Matt believes much of his dads artwork is now scattered around the world and so he was overwhelmed when he received an email from a woman in Cromer, Norfolk last month.

The woman, who worked for the Royal British Legion, discovered the painting among the belongings of a resident who died at the RBL 10 years ago.

He had worked for the diplomatic service for M11 and with royalty while abroad – and may even have been a spy.

She was about to put the painting up for sale on eBay when she decided to Google ‘Leslie Holland’ and discovered an article on the Swindon Advertiser website. She got in touch with Matt and the painting has now been returned.

Matt said: “It is all thanks to the Adver that the painting has found its way back.People moan about the internet but it doesn’t half do some amazing things.

“I get hundreds of emails all the time, but there was something special about this email of how this painting by my destitute father struggling to make a living with a family of six children, had ended up with this man – it is the wonder of the internet.

“My father would have loved the story, of how it found its way back but in re-telling it, he’d have embellished it. It’s brought a smile to my face and put a spring in my step, lifting the pressure of my current deadline-driven Litfest planning days.

“I wonder how many of his other paintings are knocking around.

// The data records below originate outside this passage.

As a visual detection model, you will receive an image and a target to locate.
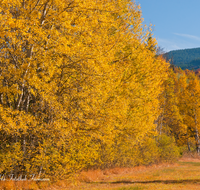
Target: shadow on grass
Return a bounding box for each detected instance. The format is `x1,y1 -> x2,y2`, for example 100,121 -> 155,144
88,179 -> 200,185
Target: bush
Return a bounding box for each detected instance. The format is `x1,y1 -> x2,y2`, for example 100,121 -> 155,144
158,134 -> 181,162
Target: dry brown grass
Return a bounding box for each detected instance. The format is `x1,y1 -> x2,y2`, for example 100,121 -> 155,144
0,180 -> 51,190
179,151 -> 200,162
0,180 -> 38,190
78,163 -> 178,183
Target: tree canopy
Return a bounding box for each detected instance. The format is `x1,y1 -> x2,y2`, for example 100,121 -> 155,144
0,0 -> 171,179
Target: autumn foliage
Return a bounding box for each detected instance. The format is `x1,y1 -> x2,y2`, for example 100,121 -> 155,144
159,68 -> 200,153
0,0 -> 181,180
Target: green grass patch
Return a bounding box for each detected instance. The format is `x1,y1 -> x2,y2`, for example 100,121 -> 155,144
162,168 -> 176,173
178,161 -> 200,167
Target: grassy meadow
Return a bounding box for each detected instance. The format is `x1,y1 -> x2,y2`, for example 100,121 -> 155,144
70,155 -> 200,190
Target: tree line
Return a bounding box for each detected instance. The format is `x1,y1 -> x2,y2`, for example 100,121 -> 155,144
0,0 -> 192,179
164,47 -> 200,70
158,67 -> 200,153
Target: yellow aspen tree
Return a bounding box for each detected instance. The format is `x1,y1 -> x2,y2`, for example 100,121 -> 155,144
160,69 -> 185,141
174,71 -> 191,149
0,0 -> 169,177
175,70 -> 200,152
184,72 -> 200,153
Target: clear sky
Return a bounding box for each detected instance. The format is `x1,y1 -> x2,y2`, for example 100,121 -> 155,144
136,0 -> 200,52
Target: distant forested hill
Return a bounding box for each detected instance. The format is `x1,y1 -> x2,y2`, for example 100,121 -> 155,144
164,47 -> 200,70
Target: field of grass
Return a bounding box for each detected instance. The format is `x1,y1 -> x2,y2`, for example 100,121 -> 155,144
70,157 -> 200,190
1,156 -> 200,189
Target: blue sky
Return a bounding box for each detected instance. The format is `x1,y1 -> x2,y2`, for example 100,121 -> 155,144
136,0 -> 200,52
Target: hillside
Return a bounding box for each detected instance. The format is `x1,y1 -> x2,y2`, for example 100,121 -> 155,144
164,47 -> 200,70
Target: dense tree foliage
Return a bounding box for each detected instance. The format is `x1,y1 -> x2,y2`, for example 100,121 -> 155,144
157,67 -> 200,153
0,0 -> 183,179
164,48 -> 200,70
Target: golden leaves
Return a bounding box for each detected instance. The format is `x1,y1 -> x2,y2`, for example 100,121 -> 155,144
0,0 -> 170,177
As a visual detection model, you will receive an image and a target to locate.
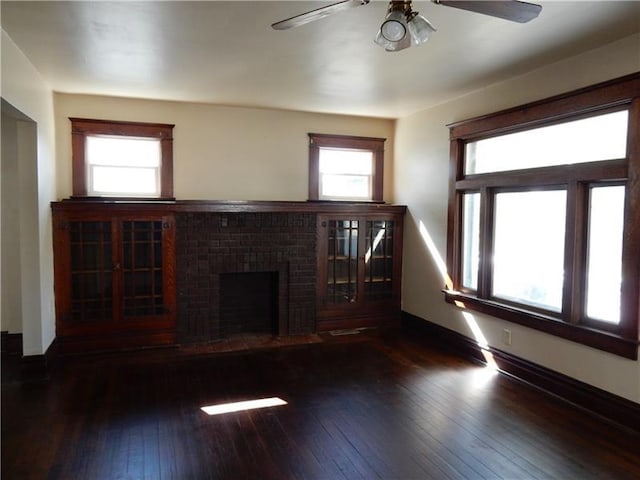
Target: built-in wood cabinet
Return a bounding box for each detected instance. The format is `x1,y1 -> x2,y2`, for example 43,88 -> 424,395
317,208 -> 404,331
52,200 -> 405,352
52,202 -> 176,352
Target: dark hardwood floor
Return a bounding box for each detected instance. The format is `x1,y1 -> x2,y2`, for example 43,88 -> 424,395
2,329 -> 640,480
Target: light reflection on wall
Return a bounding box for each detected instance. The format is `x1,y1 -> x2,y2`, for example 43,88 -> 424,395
418,220 -> 497,371
418,220 -> 452,290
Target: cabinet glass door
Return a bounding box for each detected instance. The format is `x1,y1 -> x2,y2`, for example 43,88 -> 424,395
364,220 -> 394,300
70,221 -> 113,323
122,220 -> 165,318
327,220 -> 358,303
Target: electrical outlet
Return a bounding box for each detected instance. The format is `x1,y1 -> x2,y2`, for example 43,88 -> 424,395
502,328 -> 512,346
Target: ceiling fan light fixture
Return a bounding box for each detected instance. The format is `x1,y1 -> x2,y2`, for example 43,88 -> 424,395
379,10 -> 407,42
374,20 -> 411,51
407,12 -> 436,45
374,1 -> 435,52
383,34 -> 412,52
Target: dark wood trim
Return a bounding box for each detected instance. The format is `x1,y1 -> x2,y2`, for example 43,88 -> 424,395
621,97 -> 640,340
448,73 -> 640,140
54,331 -> 176,355
53,199 -> 407,215
307,133 -> 387,150
160,136 -> 174,198
564,180 -> 581,324
308,137 -> 320,201
445,139 -> 462,290
69,118 -> 175,138
443,291 -> 638,359
402,311 -> 640,433
71,127 -> 87,196
1,331 -> 23,356
446,74 -> 640,356
455,159 -> 627,190
19,338 -> 58,382
308,133 -> 386,202
477,187 -> 493,298
20,355 -> 49,382
69,118 -> 174,199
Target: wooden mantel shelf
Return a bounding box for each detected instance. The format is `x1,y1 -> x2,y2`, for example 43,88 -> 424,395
53,199 -> 407,215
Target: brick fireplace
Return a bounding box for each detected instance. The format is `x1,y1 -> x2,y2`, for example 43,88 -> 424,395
175,212 -> 317,343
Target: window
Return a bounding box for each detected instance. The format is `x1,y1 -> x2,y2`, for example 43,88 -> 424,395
70,118 -> 174,199
308,133 -> 385,202
445,74 -> 640,359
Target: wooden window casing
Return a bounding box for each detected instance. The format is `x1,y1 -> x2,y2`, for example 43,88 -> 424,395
308,133 -> 385,202
445,73 -> 640,359
70,118 -> 175,199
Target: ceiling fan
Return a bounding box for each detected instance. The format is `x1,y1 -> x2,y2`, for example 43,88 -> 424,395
272,0 -> 542,52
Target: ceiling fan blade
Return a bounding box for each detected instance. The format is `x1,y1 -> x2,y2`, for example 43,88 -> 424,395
433,0 -> 542,23
272,0 -> 370,30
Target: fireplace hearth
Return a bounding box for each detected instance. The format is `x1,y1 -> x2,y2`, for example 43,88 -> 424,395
176,212 -> 316,343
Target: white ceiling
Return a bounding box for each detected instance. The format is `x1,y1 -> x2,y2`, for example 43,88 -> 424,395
2,1 -> 639,118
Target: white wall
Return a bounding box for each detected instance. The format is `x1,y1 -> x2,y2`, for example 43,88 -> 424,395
53,94 -> 395,202
394,33 -> 640,403
1,29 -> 57,355
1,112 -> 20,333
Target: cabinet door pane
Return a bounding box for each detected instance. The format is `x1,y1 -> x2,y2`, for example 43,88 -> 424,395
122,220 -> 165,317
364,220 -> 393,300
70,221 -> 113,322
327,220 -> 358,304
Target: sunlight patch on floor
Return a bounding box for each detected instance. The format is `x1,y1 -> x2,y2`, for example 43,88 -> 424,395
201,397 -> 287,415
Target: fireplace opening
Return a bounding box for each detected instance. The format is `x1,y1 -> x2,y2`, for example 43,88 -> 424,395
219,272 -> 279,336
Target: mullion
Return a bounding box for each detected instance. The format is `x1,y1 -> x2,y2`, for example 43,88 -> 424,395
151,221 -> 161,312
367,222 -> 374,286
564,181 -> 584,324
99,222 -> 107,322
348,221 -> 356,301
127,222 -> 137,315
477,187 -> 493,299
329,222 -> 337,303
383,222 -> 389,283
150,222 -> 157,311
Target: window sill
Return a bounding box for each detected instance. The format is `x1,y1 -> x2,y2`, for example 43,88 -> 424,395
69,196 -> 176,202
443,290 -> 638,359
307,199 -> 386,204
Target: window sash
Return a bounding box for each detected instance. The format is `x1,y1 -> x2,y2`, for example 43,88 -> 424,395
585,185 -> 625,324
464,110 -> 628,174
491,189 -> 567,313
308,133 -> 385,202
445,74 -> 640,359
89,165 -> 160,197
70,118 -> 174,199
461,192 -> 480,290
319,173 -> 372,201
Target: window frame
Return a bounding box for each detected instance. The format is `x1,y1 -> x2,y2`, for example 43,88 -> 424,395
70,118 -> 175,199
445,74 -> 640,359
308,133 -> 385,202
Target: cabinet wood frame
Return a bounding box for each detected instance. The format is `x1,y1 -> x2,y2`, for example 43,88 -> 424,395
316,209 -> 404,331
52,202 -> 177,352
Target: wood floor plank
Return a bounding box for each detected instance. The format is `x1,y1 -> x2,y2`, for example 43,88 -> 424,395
3,330 -> 639,480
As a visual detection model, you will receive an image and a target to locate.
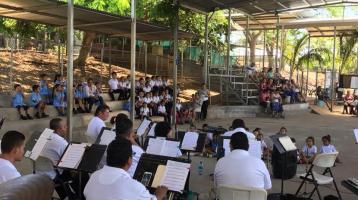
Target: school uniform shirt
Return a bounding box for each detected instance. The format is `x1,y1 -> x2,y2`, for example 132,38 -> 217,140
143,97 -> 152,104
39,80 -> 49,96
320,144 -> 337,153
176,103 -> 182,111
152,96 -> 160,104
158,105 -> 166,114
86,116 -> 106,143
149,80 -> 156,87
118,81 -> 126,89
0,158 -> 21,184
143,86 -> 152,93
302,145 -> 317,158
53,92 -> 65,108
84,85 -> 97,98
84,166 -> 155,200
223,128 -> 256,140
40,133 -> 68,179
128,145 -> 144,177
140,107 -> 150,116
29,92 -> 42,107
12,92 -> 25,107
108,78 -> 119,90
214,149 -> 272,190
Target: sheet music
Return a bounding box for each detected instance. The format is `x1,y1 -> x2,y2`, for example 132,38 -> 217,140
223,139 -> 231,156
160,160 -> 190,193
146,138 -> 166,155
354,129 -> 358,144
248,140 -> 263,159
99,129 -> 116,145
278,136 -> 297,151
146,138 -> 181,157
58,143 -> 87,169
181,132 -> 199,151
137,118 -> 151,136
147,123 -> 157,137
29,128 -> 54,160
151,165 -> 166,188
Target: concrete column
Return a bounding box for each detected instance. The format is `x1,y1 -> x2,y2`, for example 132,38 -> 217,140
275,15 -> 280,73
144,41 -> 148,77
66,0 -> 74,140
203,14 -> 209,84
306,35 -> 310,97
245,15 -> 249,66
172,1 -> 179,129
330,26 -> 337,112
226,8 -> 231,74
130,0 -> 137,122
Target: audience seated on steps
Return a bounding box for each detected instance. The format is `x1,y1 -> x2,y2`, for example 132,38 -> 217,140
0,131 -> 24,184
30,84 -> 49,119
12,84 -> 33,120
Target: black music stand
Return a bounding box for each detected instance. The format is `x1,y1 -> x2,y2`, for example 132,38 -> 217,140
0,117 -> 4,130
270,135 -> 297,199
57,143 -> 107,199
95,127 -> 116,145
133,153 -> 191,197
217,136 -> 231,160
178,131 -> 206,160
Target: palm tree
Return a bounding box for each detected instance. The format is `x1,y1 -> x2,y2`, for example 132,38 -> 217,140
338,31 -> 358,74
284,34 -> 308,80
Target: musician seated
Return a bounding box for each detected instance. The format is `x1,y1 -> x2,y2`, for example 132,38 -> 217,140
153,121 -> 182,157
0,131 -> 24,184
223,119 -> 256,140
86,105 -> 110,143
84,138 -> 168,200
115,118 -> 144,177
214,132 -> 272,190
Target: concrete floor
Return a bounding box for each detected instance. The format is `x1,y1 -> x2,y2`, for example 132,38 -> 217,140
14,108 -> 358,200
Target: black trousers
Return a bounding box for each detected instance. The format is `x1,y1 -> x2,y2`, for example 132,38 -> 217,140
201,100 -> 209,120
55,170 -> 89,200
108,89 -> 121,100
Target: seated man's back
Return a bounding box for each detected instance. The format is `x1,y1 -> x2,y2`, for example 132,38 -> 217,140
214,132 -> 271,190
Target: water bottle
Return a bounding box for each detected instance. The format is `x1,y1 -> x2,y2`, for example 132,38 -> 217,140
197,161 -> 204,175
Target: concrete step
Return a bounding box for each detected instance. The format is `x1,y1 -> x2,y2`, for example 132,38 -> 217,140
0,100 -> 125,121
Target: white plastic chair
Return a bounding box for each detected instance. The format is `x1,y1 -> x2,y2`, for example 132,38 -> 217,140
295,152 -> 342,200
217,185 -> 267,200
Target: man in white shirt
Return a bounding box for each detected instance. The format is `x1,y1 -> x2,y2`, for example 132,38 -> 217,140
84,138 -> 168,200
223,119 -> 256,140
0,131 -> 24,184
86,105 -> 110,143
108,72 -> 121,101
115,118 -> 144,177
41,118 -> 68,176
214,132 -> 272,190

He was in the habit of giving his art away, he thought art should not be something on a pedestal, it should be shared, even though we would always tell him to make a living for us.”

Matt believes the painting was done by his father while in Paraguay in South America in 1958, where he lived for a few years.

He says the painting in question is of street vendors, likely to have been in the capital Asuncion.

“The woman said maybe this man knew my father in Paraguay. She wrote in her email ‘Who kows, they may be looking down on us now sharing a G&T – that was his favourite tipple,” he said.

“I just love the mystery around it all, and I love the style in which this woman writes to me.

“It is so blunt and mysterious – she won’t give me the man’s name, but she said she once asked him if he was a spy and he didn’t deny it.

“It is such a remarkable story, that my father’s painting ended up with a Royal guard, possibly a spy, whose name can’t be divulged and has now found its way back.

“My father would love it, he’d be absolutely intrigued.”